Desafortunadamente, en 1987 me tocó hacer el servicio militar obligatorio (en mi país, Argentina, fue abolido recién en 1994). A un par de días de las navidades tres compañeros y yo estábamos de guardia en la quinta presidencial en Olivos (casa de fin de semana del Presidente, Alfonsín en ese entonces). Debíamos permanecer sentados en un cuarto como refuerzo en caso de emergencia (!?).
En la calma de la noche, el oficial joven que estaba de turno nos preguntó, uno a uno, incluyendo al suboficial, (un entrerriano muy acomplejado y con muy mala leche) el típico ¿Qué harían si ganaran el gordo de navidad?

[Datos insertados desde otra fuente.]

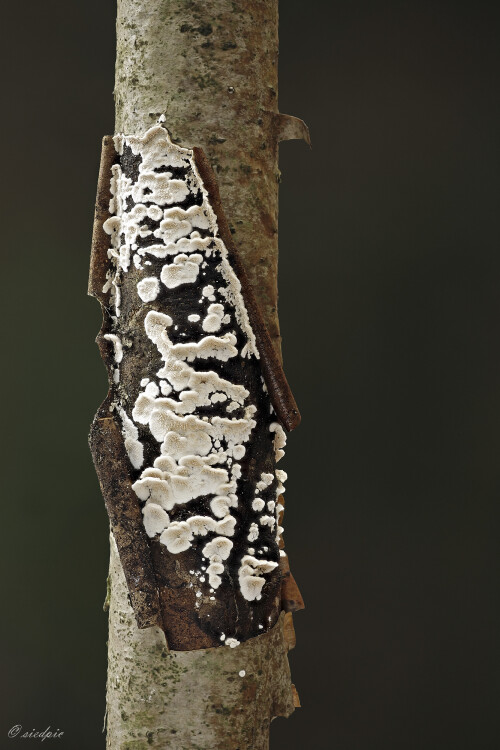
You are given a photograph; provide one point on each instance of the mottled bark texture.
(209, 66)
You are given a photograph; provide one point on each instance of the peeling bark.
(211, 69)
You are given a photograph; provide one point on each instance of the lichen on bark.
(210, 67)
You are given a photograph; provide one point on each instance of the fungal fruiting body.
(197, 420)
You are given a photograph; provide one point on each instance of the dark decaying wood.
(161, 584)
(281, 396)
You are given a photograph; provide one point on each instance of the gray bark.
(209, 66)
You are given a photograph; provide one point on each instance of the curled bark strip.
(189, 443)
(295, 695)
(110, 461)
(211, 698)
(291, 598)
(279, 390)
(289, 631)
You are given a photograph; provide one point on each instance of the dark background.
(389, 300)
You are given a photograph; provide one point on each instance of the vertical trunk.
(210, 67)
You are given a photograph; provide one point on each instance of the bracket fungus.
(200, 398)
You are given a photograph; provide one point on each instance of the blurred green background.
(389, 301)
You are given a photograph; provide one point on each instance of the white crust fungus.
(148, 289)
(198, 455)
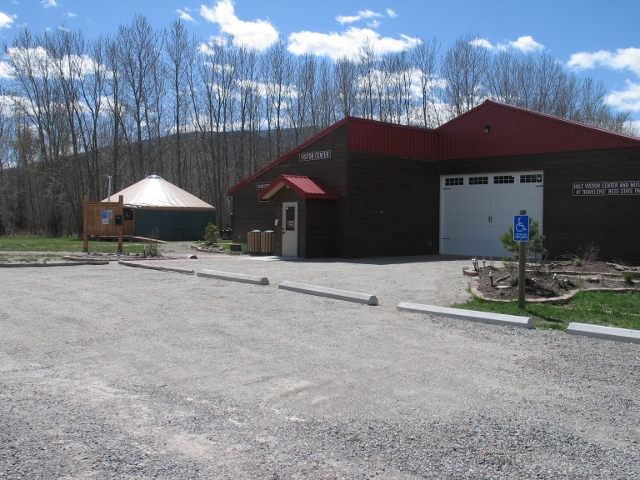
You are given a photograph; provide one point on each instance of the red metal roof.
(389, 139)
(287, 155)
(518, 131)
(511, 131)
(309, 188)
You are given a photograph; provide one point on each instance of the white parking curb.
(234, 277)
(364, 298)
(156, 267)
(474, 316)
(599, 331)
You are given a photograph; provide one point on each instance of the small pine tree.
(211, 234)
(534, 245)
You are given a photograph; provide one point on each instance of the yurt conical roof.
(155, 192)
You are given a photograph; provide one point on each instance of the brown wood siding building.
(611, 222)
(389, 191)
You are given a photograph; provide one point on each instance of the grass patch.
(597, 308)
(64, 244)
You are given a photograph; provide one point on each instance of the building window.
(531, 178)
(478, 180)
(503, 179)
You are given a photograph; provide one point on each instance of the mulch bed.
(556, 282)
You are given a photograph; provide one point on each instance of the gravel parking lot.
(112, 371)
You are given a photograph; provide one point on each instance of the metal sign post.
(521, 235)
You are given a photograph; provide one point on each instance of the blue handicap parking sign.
(521, 228)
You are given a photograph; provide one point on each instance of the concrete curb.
(609, 333)
(52, 264)
(154, 267)
(330, 293)
(234, 277)
(483, 317)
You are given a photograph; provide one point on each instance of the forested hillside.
(205, 114)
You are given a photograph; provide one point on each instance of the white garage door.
(475, 210)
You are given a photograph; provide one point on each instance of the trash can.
(253, 241)
(267, 241)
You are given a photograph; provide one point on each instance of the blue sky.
(591, 37)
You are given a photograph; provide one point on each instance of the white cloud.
(338, 45)
(5, 70)
(6, 20)
(628, 99)
(259, 34)
(621, 59)
(482, 42)
(185, 16)
(364, 14)
(525, 44)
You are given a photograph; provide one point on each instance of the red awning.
(306, 187)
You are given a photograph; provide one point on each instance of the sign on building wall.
(310, 156)
(591, 189)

Desde la inocencia de nuestros dieciocho años de edad, mis compañeros y yo lamentábamos estar perdiendo esos catorce meses de nuestras vidas. Hoy, con media vida en la espalda, me doy cuenta de que aquélla no había sido más que una de las incontables estupideces y arbitrariedades por las que esta sociedad nos obligaría a pasar. Hoy no veo gran diferencia entre el servicio militar, la escuela, el vecindario o la familia, he recibido abusos peores de maestros, vecinos, amigos y parientes que los que recibí de sargentos y capitanes, la violencia es espontánea, natural, explícita, el despotismo es, la mayoría de la veces, subliminal, incluso inocente. Y la gente soporta estos abusos porque no se atreve a averiguar hasta qué punto realmente depende de toda esta parafernalia.
Con la misma seguridad que la versión joven de mí agregó otra “vida de lujo” a las descripciones de los otros, sé exactamente qué respondería al oficial si pudiera regresar a aquel instante de mi vida: «Compraría una casa pequeña en un lugar tranquilo, alejado de todo, y me abstendría de derrochar».